- Location: Atchafalaya Basin, Central Louisiana
- Nearest city: Baton Rouge, Louisiana
- Coordinates: 30°17′36″N 91°31′33″W﻿ / ﻿30.29333°N 91.52583°W
- Established: October 12, 2006
- Governing body: Louisiana Department of Culture, Recreation & Tourism
- Website: https://www.atchafalaya.org/

= Atchafalaya National Heritage Area =

United States National Heritage Area in Louisiana

Atchafalaya National Heritage Area is a federally designated National Heritage Area encompassing parts of fourteen parishes along the Atchafalaya River in the U.S. State of Louisiana. The heritage area extends the length of the Atchafalaya Basin from the area of Ferriday in the north to the river's mouth beyond Morgan City. The National Heritage Area is divided into four regions: Upper, Between 2 Rivers, Bayou Teche Corridor and the Coastal Zone. The designation provides a framework for the promotion and interpretation of the area's cultural and historic character, and the preservation of the natural and built environment. The heritage area designation recognizes the area's unique environment and culture, and its contributions to music, English and French language, literature, and cuisine.

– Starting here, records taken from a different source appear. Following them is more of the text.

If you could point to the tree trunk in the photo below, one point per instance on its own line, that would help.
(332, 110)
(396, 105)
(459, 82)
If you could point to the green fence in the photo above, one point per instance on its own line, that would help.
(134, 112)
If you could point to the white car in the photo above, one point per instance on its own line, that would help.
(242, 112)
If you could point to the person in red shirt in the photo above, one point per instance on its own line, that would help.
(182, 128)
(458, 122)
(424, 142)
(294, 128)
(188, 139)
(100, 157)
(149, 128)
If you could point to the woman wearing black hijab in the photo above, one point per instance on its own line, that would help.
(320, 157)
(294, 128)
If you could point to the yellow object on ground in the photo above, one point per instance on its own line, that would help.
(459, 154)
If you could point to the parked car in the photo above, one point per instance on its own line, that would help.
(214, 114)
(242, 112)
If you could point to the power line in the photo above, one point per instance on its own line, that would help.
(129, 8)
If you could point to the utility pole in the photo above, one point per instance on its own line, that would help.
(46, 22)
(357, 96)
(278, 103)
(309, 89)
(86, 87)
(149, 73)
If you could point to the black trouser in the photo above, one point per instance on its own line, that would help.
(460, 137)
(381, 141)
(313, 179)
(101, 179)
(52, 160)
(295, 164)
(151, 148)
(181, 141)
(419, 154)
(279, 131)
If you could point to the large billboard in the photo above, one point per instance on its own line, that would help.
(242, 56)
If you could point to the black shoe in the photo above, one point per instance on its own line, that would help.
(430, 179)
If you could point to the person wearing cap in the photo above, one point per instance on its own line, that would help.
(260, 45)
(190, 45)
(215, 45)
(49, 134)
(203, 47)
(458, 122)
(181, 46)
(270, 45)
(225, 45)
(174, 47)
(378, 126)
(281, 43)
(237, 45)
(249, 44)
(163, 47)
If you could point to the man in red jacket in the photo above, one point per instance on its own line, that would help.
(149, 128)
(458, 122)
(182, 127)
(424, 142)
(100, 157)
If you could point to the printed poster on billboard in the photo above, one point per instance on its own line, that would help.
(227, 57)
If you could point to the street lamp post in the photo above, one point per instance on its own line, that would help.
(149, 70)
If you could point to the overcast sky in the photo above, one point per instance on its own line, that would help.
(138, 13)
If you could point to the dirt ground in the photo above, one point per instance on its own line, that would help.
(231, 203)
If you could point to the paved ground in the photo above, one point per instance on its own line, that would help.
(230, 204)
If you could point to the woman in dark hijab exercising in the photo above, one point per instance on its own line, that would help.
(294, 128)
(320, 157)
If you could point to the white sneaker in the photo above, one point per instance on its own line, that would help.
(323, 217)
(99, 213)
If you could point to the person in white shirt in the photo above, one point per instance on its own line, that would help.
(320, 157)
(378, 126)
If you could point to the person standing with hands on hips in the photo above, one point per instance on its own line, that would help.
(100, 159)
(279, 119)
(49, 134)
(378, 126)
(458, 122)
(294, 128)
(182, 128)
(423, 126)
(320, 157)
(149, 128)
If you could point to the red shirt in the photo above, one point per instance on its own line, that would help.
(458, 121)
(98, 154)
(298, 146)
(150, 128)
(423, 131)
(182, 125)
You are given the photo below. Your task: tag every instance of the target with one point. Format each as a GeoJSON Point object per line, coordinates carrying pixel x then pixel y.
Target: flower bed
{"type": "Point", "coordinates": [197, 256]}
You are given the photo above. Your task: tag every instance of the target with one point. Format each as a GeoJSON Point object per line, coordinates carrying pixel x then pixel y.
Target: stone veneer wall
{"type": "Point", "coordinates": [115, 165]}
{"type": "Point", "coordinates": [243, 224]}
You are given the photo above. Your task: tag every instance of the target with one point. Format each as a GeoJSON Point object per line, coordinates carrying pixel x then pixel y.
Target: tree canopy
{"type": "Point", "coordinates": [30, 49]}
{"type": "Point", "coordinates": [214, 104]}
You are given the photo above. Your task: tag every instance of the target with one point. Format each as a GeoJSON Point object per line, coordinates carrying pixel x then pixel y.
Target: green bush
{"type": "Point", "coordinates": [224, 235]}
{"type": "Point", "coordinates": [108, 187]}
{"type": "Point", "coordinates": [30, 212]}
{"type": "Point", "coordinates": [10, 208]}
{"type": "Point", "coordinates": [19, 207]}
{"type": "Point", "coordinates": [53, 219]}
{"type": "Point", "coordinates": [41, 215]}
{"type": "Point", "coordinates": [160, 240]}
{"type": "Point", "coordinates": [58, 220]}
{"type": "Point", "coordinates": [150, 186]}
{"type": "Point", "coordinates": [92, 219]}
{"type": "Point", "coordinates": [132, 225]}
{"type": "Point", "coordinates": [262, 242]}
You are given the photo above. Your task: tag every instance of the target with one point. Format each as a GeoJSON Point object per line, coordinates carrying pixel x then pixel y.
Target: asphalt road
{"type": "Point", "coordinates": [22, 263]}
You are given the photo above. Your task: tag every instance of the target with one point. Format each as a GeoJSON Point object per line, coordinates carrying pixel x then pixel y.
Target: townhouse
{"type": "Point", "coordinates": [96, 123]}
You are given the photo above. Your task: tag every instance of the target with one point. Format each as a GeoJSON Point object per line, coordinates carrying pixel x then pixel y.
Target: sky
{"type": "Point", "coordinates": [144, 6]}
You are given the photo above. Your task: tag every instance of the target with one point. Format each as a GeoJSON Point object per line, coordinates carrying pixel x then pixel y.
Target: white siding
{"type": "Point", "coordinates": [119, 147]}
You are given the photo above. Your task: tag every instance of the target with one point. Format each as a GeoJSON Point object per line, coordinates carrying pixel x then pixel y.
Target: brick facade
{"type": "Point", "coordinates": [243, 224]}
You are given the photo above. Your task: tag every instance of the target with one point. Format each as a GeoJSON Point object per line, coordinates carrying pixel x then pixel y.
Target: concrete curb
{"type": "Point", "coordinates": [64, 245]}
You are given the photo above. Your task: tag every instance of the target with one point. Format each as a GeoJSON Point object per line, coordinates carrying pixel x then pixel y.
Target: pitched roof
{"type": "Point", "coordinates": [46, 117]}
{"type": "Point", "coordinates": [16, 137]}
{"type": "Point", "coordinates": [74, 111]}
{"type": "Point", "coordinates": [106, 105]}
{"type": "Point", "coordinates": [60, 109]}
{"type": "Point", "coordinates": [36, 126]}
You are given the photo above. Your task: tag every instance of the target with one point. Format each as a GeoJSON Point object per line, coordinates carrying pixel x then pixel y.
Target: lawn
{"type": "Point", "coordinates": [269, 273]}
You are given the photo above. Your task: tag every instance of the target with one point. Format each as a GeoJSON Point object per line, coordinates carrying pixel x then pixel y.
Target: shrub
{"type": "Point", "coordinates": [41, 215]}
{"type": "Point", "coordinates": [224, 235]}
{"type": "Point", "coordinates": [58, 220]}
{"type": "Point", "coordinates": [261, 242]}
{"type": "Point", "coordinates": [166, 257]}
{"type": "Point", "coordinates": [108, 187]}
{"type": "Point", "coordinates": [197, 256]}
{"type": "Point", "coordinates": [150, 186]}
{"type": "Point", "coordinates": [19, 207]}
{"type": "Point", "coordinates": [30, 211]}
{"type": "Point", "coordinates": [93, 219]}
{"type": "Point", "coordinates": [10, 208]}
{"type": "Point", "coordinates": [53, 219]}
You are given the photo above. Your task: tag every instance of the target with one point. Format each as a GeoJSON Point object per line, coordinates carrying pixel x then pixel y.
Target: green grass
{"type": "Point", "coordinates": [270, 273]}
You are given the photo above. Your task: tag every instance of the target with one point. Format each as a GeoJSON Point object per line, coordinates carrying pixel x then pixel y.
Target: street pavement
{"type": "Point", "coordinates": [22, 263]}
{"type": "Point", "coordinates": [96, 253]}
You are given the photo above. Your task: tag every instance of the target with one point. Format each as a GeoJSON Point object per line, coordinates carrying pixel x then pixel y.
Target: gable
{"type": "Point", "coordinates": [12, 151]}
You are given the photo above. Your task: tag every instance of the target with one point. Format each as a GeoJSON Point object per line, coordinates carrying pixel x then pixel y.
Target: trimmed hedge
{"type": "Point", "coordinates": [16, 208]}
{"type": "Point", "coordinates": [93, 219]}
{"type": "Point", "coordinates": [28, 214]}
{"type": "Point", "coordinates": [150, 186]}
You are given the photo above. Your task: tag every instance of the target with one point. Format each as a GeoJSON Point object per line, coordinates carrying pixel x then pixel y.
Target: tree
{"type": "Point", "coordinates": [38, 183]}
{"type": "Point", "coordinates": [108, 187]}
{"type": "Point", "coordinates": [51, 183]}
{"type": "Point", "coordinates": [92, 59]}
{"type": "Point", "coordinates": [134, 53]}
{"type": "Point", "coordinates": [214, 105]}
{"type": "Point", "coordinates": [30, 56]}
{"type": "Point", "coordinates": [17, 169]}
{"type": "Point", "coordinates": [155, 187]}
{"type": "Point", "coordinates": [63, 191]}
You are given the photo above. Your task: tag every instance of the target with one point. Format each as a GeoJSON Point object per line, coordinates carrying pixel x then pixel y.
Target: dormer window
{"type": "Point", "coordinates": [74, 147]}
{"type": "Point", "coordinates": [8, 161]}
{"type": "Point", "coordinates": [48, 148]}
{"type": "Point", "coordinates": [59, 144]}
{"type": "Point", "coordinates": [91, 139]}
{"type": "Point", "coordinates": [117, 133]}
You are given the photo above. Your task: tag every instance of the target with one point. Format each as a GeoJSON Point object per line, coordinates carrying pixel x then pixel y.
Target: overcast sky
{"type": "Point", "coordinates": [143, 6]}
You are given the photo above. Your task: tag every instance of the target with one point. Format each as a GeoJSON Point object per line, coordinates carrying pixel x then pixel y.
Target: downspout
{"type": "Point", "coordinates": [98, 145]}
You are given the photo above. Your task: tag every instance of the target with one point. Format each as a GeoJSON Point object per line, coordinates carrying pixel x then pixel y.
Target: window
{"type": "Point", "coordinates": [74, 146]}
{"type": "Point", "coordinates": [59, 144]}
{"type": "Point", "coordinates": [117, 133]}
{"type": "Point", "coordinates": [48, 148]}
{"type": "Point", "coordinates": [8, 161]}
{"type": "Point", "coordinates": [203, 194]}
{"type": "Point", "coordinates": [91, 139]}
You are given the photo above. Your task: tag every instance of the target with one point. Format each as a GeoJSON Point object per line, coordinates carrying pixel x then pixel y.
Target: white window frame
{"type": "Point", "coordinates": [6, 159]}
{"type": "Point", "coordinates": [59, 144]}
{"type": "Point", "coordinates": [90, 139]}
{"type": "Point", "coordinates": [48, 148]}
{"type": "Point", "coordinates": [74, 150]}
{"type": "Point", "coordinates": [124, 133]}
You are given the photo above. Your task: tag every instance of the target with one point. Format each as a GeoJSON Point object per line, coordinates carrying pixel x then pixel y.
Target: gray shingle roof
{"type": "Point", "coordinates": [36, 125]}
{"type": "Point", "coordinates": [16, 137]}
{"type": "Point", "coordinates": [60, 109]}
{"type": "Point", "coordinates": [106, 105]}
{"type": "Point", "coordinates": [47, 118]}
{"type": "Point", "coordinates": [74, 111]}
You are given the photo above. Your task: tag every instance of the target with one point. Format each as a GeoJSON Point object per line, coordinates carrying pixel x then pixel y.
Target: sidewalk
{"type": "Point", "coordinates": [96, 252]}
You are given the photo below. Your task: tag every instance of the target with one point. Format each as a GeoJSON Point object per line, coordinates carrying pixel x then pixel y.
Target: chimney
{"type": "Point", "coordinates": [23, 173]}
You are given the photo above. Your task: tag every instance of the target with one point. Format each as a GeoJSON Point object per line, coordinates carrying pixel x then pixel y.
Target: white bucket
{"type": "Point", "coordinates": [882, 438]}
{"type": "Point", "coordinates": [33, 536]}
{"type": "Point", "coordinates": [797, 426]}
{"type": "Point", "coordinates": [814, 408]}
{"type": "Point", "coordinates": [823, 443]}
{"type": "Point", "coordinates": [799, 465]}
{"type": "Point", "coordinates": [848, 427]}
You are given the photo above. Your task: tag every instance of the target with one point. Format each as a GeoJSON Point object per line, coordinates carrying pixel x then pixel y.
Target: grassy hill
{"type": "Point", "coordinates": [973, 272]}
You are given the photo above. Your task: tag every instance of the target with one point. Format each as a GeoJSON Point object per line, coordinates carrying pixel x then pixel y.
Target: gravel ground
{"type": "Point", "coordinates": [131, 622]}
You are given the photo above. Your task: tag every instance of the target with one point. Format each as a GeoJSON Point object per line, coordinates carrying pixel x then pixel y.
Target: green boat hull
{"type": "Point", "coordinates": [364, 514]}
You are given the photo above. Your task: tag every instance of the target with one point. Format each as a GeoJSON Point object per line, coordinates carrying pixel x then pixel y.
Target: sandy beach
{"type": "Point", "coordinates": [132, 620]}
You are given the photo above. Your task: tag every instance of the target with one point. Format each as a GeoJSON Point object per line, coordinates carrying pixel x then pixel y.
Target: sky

Major locales included in the Heritage Area include Avery Island, New Iberia, Morgan City, Lafayette, Opelousas, Baton Rouge, Plaquemine and Houma. Jean Lafitte National Historical Park, Longfellow-Evangeline State Historic Site and Plaquemine Lock State Historic Site are included in the heritage area, as well as the Louisiana State Museum branches in Baton Rouge and Patterson. Parishes partly or wholly included in the area include Concordia, Avoyelles, Pointe Coupee, St. Landry, Lafayette, St. Martin, Iberia, East Baton Rouge, Ascension, Lafourche, West Baton Rouge, Iberville, St. Mary, Assumption and Terrebonne parishes.

The National Heritage Area was authorized by Public Law 109–338, also known as the National Heritage Area Act of 2006.